- Naginimora Location in Nagaland, India
- Coordinates: 26°48′33″N 94°48′36″E﻿ / ﻿26.80917°N 94.81000°E
- Country: India
- State: Nagaland
- District: Mon

Languages
- • Official: English
- Time zone: UTC+5:30 (IST)
- Vehicle registration: NL
- Website: nagaland.gov.in

= Naginimora =

Naginimora is a town in Nagaland, India. It is situated 11 km away from Kongan village in Mon District. It shares border with Bihubar in Assam on the economical corridor.

The name of the town is derived from the words "Nagini Mara or NaginiMora", which mean "the death of a Naga woman"(Source: research manuscript of Konang, N.S.) . Formerly known as Lekan, Naginimora is a subdivision in Mon district under an Additional Deputy Commissioner.

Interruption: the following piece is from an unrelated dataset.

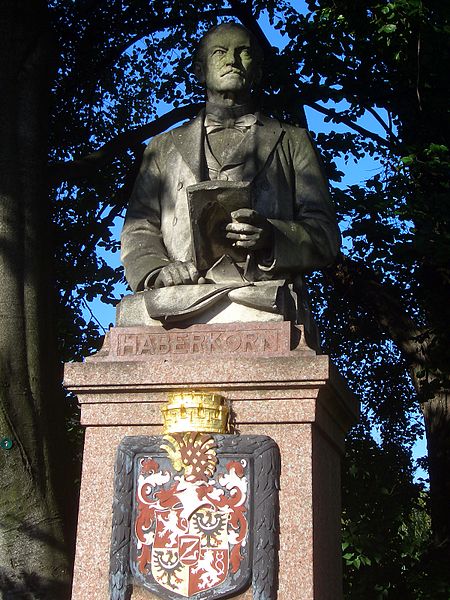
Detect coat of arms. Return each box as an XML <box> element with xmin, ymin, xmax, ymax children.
<box><xmin>132</xmin><ymin>432</ymin><xmax>249</xmax><ymax>597</ymax></box>
<box><xmin>110</xmin><ymin>433</ymin><xmax>280</xmax><ymax>600</ymax></box>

It is on the bank of Dikhu river. The town population is predominantly inhabited by the Konyaks. A small but noisy town as one could see about 300 trucks plying up and down the street every day carrying river stones and coals from Kongan soil.

The only coalfield in Nagaland was founded in 1907 by the East India Company and is at Borjan and Kongan soil near Naganimora. Naganimora is biggest trading center of Nagaland Coal. The local weekly market held on Saturdays witnesses a medley crowd of Assamese and Konyak Nagas.